Mas como foi apontado no último dia 29 por pesquisadores do jornal Nature, essa percepção foi por água abaixo com o espinossauro: com dentes afiados e sete metros de comprimento, ele caçava suas presas não apenas na beira de rios, lagos ou mares, mas sim nas profundezas das águas.

a(Fonte: Nature / Reprodução)

Características de nadadores

O espinossauro não é uma novidade para a ciência. Ele é um theropoda, ou seja, faz parte do grupo de dinossauros carnívoros que andava sobre duas patas – como o conhecido Tyrannosaurus rex. Também já era sabido, por conta de seu longo focinho e seus dentes em formato de cone, semelhantes aos dos crocodilos, que esse dinossauro comia peixes. Além disso, ele teria os pés achatados e as narinas na parte superior da cabeça, assim como ossos densos, que permitem a natação.

Porém, ainda havia o mistério sobre sua cauda: até o momento, o esqueleto mais completo de um Spinosaurus aegypticus não tinha as vértebras finais ou seu rabo, o que não permitia explicar como ele se movimentava na água.

Mas um novo fóssil, encontrado nos leitos de Kem Kem, no Marrocos, tem o equivalente a 80% da cauda desse theropoda.

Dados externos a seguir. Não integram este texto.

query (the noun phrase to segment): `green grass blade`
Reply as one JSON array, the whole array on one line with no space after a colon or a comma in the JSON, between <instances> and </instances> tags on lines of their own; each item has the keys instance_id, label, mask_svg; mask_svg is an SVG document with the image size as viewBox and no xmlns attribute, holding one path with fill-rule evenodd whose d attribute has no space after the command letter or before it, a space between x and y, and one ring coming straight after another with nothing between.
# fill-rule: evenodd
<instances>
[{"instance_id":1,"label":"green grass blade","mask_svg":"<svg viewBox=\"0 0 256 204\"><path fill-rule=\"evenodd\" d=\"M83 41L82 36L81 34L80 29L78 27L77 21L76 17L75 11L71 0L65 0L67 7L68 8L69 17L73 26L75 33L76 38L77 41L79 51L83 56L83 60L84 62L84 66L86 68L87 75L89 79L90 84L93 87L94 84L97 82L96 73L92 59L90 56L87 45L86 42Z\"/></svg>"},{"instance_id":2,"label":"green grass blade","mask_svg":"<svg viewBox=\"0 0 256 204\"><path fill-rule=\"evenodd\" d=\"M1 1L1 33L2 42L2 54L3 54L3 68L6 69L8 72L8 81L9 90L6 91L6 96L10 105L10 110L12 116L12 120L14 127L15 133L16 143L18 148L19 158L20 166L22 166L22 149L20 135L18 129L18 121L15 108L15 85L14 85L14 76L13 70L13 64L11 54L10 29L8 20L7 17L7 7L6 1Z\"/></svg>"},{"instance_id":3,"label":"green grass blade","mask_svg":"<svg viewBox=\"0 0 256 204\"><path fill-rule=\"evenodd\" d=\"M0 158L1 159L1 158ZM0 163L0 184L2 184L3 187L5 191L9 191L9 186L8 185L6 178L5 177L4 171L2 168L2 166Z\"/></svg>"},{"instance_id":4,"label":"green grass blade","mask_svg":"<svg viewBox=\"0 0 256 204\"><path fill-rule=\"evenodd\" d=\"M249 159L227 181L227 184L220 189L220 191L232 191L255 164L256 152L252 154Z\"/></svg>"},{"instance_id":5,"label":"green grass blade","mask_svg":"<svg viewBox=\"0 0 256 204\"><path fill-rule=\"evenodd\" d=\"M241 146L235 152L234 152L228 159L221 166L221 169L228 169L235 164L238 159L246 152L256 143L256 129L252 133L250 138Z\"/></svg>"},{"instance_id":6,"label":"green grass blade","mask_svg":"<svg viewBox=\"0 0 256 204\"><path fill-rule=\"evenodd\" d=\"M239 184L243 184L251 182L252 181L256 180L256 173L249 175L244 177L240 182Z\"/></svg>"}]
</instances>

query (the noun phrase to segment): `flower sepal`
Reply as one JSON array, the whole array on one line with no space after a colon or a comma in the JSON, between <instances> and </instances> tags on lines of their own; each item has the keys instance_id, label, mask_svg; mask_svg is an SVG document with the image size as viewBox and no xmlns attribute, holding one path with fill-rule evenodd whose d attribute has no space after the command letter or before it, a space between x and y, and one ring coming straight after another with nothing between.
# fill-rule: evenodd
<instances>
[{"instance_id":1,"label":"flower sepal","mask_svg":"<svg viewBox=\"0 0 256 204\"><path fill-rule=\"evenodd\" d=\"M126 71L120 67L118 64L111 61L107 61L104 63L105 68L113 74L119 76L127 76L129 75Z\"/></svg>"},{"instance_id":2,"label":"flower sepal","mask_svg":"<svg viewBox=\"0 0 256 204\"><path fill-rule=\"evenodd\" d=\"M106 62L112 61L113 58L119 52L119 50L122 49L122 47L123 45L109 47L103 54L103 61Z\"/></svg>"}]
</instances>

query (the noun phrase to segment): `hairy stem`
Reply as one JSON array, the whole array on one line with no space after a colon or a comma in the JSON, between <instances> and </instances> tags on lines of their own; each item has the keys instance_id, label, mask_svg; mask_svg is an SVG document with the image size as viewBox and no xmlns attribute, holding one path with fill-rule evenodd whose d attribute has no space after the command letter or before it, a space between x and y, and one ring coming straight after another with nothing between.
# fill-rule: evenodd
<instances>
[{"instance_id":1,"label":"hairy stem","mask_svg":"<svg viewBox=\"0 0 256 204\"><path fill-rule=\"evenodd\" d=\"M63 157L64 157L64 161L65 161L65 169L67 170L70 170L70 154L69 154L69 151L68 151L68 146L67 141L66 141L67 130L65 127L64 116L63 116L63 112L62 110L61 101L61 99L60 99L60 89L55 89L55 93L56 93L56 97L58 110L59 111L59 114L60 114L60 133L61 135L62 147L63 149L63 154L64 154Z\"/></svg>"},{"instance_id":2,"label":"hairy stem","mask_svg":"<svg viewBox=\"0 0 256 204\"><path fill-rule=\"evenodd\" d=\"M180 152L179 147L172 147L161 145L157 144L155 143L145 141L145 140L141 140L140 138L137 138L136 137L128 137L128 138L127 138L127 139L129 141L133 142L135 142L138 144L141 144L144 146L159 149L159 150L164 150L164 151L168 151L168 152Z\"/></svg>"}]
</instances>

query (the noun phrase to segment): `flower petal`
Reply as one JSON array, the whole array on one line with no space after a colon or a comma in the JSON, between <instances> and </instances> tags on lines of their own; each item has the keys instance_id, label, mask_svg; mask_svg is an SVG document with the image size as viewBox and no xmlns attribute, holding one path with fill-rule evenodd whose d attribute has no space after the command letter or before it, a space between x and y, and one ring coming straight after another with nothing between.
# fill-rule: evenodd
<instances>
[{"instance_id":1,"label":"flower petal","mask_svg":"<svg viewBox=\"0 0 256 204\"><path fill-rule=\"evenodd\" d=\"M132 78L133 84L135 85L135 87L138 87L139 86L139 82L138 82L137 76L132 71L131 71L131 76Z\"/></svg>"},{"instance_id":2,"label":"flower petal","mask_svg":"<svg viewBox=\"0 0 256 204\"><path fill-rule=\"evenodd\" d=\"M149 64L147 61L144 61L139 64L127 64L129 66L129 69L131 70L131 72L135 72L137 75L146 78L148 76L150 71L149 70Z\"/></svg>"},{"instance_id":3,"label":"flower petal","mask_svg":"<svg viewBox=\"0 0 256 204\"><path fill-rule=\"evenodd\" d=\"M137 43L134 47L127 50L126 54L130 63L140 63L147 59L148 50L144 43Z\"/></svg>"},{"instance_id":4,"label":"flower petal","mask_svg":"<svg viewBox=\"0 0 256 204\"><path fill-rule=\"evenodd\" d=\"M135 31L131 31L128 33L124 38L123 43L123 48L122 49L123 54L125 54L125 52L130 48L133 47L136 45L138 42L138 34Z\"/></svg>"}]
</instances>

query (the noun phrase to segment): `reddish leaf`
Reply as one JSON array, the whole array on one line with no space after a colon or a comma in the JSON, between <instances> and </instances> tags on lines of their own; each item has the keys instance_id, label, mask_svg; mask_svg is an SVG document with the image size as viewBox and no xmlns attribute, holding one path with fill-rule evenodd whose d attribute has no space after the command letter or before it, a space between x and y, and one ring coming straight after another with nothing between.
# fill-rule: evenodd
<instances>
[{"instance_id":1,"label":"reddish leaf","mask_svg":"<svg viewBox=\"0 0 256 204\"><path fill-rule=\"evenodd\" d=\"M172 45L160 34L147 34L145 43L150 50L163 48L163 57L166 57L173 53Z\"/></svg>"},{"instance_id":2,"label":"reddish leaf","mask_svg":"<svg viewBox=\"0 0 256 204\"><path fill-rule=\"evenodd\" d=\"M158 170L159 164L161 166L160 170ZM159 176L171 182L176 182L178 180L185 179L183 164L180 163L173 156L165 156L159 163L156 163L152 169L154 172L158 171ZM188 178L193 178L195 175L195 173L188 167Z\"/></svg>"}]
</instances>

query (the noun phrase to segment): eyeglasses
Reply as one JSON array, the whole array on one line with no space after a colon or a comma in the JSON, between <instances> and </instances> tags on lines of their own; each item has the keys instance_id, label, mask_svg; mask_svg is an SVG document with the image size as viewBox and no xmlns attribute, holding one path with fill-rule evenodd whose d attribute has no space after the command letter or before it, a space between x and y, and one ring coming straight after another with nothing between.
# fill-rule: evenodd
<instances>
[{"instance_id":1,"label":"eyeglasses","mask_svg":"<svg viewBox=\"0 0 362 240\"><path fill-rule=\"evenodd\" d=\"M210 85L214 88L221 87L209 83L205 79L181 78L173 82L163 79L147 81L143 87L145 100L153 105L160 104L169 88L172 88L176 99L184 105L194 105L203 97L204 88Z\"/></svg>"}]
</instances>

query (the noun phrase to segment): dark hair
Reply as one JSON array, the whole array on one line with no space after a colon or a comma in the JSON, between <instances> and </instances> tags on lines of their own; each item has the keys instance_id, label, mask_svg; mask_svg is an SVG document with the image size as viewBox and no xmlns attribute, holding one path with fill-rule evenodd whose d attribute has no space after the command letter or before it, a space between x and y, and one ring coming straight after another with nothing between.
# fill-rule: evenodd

E ela não se parece em nada com as de outros membros do grupo: é alta e achatada, como uma nadadeira.

Cauda do fóssil de espinossauro encontrado no Marrocos. (Fonte: LiveScience/Diego Mattarelli)Cauda do fóssil de espinossauro encontrado no Marrocos. (Fonte: LiveScience/Diego Mattarelli)

Depois de construir um modelo plástico ligado a um controle remoto, os cientistas conseguiram comprovar que a cauda do espinossauro se comporta como a dos crocodilos, que podem nadar, ainda que também vivam na terra.

Essa era a última prova de que os pesquisadores precisavam para afirmar que, sim, os gigantes dinossauros também podem ter desbravado o mundo aquático.